← Week 4: Scaling & Decoders

Day 25: Scaling Laws & Emergence

Phase II — Attention, Transformers & Scaling | Week 4 | 2.5 hours "There is a smooth, predictable relationship between compute and capability. This is either the most exciting or the most terrifying fact in AI." — Ilya Sutskever


Theory (45 min)

25.1 Kaplan Scaling Laws (2020)

The Kaplan et al. paper ("Scaling Laws for Neural Language Models") showed that language model loss follows power laws in three independent variables:

$$L(N) = \left(\frac{N_c}{N}\right)^{\alpha_N}, \quad \alpha_N \approx 0.076$$

$$L(D) = \left(\frac{D_c}{D}\right)^{\alpha_D}, \quad \alpha_D \approx 0.095$$

$$L(C) = \left(\frac{C_c}{C}\right)^{\alpha_C}, \quad \alpha_C \approx 0.050$$

where: - $N$ = number of parameters (excluding embeddings) - $D$ = number of data tokens - $C$ = compute budget in FLOPs ($C \approx 6ND$ for a forward+backward pass) - $N_c, D_c, C_c$ are constants - $\alpha_N, \alpha_D, \alpha_C$ are the scaling exponents

Log-Log Plot of Loss vs Compute:

  Loss (log)
    │
  2 ┤  ●
    │    ●
    │      ●
  1 ┤        ●
    │          ●
    │            ●          ← straight line on log-log = power law!
 0.5┤              ●
    │                ●
    │                  ●
    └──┬──┬──┬──┬──┬──┬──→ Compute (log FLOPs)
      10¹⁷  10¹⁹  10²¹  10²³

Key insight: The loss doesn't plateau — it keeps improving as a smooth power law.

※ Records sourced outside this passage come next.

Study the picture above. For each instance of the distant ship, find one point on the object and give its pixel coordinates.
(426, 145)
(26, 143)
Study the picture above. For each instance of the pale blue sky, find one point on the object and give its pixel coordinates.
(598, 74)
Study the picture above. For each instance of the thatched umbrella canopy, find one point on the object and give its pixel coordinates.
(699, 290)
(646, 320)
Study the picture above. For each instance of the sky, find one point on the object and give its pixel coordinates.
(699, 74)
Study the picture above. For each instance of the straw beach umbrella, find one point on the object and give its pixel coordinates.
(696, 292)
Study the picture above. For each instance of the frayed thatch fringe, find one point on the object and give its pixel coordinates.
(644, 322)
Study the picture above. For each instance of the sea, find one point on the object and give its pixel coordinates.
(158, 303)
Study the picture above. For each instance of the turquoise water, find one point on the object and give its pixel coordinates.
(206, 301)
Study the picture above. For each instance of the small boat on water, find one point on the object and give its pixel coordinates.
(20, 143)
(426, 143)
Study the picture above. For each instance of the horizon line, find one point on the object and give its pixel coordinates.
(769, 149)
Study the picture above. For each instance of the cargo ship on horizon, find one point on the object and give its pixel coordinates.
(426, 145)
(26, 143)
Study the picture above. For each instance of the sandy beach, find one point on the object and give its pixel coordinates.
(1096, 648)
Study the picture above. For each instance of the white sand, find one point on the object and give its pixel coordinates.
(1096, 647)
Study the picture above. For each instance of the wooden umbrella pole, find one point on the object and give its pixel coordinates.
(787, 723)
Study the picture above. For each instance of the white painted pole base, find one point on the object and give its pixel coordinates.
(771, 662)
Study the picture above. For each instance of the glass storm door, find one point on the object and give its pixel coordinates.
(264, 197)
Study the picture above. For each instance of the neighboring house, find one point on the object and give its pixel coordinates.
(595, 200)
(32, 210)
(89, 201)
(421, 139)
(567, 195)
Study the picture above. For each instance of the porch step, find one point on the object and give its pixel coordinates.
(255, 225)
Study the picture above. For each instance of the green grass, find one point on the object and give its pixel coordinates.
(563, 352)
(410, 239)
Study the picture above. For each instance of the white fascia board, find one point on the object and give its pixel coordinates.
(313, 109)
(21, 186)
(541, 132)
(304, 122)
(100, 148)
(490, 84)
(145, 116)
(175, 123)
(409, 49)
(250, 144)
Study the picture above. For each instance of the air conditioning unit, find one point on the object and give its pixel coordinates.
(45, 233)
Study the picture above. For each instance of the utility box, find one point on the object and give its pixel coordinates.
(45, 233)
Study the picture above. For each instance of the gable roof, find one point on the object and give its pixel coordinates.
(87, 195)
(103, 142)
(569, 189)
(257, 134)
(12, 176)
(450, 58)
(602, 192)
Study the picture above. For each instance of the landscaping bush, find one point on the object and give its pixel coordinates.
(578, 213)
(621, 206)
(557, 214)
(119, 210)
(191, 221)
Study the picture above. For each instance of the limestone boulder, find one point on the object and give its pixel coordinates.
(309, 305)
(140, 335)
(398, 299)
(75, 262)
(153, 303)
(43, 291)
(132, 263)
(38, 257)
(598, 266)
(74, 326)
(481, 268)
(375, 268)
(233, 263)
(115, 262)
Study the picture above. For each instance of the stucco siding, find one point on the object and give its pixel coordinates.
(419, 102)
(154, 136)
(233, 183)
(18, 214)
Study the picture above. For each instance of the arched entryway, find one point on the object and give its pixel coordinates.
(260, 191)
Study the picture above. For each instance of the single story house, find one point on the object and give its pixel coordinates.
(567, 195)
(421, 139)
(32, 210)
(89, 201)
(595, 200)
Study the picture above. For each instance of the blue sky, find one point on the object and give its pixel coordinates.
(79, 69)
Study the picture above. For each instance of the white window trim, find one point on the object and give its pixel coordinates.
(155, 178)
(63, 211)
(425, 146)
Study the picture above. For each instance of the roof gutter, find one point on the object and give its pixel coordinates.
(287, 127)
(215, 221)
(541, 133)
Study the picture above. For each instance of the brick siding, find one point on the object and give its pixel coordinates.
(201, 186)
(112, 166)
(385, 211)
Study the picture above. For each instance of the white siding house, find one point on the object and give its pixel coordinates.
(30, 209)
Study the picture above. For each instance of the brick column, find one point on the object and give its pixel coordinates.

No architecture change needed. Just add more compute.

25.2 The Kaplan Allocation Rule (and Why It Was Wrong)

Kaplan's original recommendation: when given more compute, scale parameters faster than data. Specifically:

$$N_{\text{opt}} \propto C^{0.73}, \quad D_{\text{opt}} \propto C^{0.27}$$

This led to GPT-3: 175B parameters trained on "only" 300B tokens. Massive model, relatively little data.

25.3 Chinchilla Scaling Laws (2022)

Hoffmann et al. at DeepMind showed Kaplan was wrong about the optimal allocation. Their finding:

$$N_{\text{opt}} \propto C^{0.50}, \quad D_{\text{opt}} \propto C^{0.50}$$

Parameters and data should scale equally. The rule of thumb:

Chinchilla-optimal: train on ~20 tokens per parameter.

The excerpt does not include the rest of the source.